Minister for Education Joe McHugh said final guidelines for the project will be issued on Friday following a Cabinet meeting.
He appealed to schools, teachers and special needs assistants (SNAs) to participate in the scheme which usually benefits 10,000 children with severe and profound intellectual disabilities and those with autism and will include children with Down syndrome for the first time.
Mr McHugh said he hoped they could double the number of children involved but Fianna Fáil education spokesman Thomas Byrne and Sinn Féin’s Donnchadh Ó Laoghaire questioned how the the scheme could operate on anything near the scale the Minister wanted when they said there was no information, detail or guidelines about how the project could operate.
Mr McHugh acknowledged the programme could only run with the support of schools, principals, teachers, SNAs and other staff.
Mr Ó Laoghaire said it was his understanding that only five or six schools had signed up so far and “I am becoming increasingly alarmed about the confusion that exists”.
He had also spoken to teachers who ordinarily participate but “who are not prepared to do so now because they are unhappy about the lack of detail and feel uncertain”.
The Cork South-Central TD asked how could anything be prepared when it was already June 10th.

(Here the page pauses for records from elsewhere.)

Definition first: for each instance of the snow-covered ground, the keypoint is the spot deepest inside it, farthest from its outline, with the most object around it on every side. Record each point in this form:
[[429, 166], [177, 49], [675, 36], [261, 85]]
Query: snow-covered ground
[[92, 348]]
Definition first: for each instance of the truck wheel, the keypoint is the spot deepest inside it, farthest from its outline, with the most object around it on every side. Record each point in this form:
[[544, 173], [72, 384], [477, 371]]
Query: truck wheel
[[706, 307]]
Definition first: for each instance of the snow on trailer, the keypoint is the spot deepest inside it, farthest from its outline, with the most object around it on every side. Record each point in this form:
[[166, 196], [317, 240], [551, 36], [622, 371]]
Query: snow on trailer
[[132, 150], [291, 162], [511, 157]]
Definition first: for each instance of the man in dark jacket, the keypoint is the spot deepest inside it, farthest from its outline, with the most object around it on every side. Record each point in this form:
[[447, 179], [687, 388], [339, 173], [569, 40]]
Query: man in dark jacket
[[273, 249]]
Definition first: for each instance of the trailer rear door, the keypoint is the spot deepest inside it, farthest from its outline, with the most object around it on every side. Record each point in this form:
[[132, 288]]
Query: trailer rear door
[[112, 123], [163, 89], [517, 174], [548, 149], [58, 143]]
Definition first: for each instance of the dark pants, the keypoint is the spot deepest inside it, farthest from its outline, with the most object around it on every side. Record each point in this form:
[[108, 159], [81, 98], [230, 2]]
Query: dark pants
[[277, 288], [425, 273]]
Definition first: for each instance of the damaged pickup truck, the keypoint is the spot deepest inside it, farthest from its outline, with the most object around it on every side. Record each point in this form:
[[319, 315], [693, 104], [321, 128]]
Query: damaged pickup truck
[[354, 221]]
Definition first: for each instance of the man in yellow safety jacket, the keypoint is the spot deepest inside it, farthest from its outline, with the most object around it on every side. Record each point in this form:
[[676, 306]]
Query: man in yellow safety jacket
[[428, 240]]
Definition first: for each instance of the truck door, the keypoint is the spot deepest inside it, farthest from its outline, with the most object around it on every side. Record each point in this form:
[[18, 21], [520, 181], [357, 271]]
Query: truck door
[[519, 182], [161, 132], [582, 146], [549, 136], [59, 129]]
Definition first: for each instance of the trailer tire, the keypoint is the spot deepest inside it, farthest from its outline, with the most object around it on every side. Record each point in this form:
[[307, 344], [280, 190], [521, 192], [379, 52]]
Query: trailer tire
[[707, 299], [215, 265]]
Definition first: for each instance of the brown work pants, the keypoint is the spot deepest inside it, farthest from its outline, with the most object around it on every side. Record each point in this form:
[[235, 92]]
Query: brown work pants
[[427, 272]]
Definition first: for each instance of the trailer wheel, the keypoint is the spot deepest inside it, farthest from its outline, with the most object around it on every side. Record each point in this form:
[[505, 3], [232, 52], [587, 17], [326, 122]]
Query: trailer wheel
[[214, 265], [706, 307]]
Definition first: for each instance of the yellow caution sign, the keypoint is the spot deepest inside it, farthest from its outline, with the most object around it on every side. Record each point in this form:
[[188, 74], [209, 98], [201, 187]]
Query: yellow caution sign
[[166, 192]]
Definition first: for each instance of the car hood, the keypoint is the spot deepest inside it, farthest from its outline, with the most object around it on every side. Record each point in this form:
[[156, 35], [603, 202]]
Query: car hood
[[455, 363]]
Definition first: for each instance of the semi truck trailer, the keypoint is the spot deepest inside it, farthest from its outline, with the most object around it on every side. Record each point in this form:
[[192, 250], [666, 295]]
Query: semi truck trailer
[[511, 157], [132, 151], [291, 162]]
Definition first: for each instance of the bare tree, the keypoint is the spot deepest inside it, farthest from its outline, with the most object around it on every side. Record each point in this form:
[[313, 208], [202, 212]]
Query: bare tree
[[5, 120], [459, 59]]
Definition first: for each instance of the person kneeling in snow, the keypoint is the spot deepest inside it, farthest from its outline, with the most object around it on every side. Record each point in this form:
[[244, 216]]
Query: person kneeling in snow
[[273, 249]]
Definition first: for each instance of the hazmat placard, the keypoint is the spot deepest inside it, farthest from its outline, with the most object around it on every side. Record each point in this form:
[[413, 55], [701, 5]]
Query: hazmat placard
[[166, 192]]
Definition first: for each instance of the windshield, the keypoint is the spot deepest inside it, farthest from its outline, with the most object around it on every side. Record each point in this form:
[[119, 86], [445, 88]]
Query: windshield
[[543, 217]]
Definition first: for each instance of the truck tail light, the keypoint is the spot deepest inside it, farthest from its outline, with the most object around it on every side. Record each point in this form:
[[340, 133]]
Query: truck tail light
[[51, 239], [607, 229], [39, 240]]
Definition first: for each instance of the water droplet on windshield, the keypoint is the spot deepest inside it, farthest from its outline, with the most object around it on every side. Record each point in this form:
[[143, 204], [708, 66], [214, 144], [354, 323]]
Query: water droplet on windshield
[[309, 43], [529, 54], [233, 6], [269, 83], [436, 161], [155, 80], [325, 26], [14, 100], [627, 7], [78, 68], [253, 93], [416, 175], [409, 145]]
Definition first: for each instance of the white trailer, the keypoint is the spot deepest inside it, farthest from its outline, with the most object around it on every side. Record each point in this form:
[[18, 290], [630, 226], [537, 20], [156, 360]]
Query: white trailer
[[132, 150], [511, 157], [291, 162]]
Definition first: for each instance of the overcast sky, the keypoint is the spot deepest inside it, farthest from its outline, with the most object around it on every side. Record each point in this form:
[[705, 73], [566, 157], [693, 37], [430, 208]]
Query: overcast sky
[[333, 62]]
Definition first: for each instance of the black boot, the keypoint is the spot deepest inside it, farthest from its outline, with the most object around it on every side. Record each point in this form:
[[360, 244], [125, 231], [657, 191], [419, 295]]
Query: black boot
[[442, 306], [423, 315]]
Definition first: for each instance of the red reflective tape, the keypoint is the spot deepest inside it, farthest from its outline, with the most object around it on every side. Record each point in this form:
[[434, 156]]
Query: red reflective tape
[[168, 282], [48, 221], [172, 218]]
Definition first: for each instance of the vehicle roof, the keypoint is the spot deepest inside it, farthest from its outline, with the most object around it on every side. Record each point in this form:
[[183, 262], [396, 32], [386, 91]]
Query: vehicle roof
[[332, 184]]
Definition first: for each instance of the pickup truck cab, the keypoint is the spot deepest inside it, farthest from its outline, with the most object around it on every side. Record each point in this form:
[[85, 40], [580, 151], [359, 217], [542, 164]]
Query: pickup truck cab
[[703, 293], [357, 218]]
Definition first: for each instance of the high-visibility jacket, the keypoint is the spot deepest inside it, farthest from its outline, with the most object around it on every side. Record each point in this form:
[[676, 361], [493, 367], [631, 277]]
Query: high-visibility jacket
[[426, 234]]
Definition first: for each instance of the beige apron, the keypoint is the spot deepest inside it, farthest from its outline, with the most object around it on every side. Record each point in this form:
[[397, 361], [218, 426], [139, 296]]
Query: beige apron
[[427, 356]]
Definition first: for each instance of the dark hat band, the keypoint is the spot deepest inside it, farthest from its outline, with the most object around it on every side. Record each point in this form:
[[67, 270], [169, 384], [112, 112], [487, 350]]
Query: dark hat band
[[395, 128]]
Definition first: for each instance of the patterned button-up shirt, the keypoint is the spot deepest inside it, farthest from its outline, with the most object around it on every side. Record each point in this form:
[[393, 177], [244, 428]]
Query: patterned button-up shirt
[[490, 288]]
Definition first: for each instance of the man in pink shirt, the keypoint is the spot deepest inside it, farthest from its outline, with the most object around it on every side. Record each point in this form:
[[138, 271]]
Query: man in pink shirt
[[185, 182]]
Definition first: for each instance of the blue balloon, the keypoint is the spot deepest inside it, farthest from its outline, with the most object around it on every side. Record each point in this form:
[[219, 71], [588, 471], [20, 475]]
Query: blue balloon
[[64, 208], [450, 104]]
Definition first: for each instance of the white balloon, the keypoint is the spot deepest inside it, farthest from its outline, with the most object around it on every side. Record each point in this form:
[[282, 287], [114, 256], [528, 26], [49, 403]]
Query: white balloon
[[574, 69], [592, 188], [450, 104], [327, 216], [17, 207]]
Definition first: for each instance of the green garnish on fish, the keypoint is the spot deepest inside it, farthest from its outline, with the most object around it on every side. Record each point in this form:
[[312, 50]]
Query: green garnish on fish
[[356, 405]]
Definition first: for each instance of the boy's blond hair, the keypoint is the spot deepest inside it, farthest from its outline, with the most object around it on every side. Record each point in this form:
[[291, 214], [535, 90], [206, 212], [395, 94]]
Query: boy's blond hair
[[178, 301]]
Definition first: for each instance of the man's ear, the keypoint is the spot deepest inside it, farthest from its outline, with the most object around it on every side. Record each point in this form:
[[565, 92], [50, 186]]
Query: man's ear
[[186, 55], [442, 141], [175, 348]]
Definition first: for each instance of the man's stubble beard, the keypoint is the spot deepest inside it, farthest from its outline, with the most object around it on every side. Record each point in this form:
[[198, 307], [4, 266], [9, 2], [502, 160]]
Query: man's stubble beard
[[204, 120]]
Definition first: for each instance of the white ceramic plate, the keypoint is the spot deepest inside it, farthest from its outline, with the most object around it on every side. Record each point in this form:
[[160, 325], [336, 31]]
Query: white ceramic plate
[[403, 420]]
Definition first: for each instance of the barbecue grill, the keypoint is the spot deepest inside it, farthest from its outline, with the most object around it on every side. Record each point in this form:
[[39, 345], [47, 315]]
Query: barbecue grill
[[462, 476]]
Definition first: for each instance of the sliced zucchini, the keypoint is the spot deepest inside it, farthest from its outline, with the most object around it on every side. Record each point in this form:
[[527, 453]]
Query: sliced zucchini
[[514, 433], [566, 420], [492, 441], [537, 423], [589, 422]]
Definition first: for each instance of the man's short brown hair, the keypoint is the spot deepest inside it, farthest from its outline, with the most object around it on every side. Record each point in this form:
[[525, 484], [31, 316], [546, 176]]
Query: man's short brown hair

“ The elephant in the room is that it might not be possible to deliver this on anything near the scale the Minister has discussed.”
Opening a two-hour Dáil debate on the summer school plan, the Minister said he would set out the final shape of the programme at a Cabinet meeting on Friday.
Once approved by Government all schools and parents would have the guidelines and the opportunity to register and they would then establish the level of demand.
Mr Ó Laoghaire noted that the Minister did not contradict his figure of only five or six applications. But the Minister said initial contact had been “quite positive”.
He told TDs that last year 232 schools out of 4,000 participated and 70 per cent of the programme was home-based.
“I believe that it is essential that a summer education programme runs this year for those most in need,” Mr McHugh said.
He said that public health guidance to schools and provision of appropriate supports would be important elements in ensuring that any summer programme could take place.
“I know the positive impact that a programme will have and I want to see it happen but we must again do so in a safe way for all concerned.”
Mr McHugh will also update the Cabinet on the planning for the “maximum return to school possible in late August and September”.
He told opposition TDs: “I want to really emphasise that any programme will be voluntary in nature and it will be a matter for individual choice as to whether a school or a teacher feels they can participate.
“I cannot pretend that this is a small request given the challenges we have all faced since this pandemic first arrived.”
He added that the summer programme was essential for those most in need. “It will help children to reconnect with learning and assist their return to schools in the autumn. An education programme will also help to reduce regression for those at greatest risk of this happening.”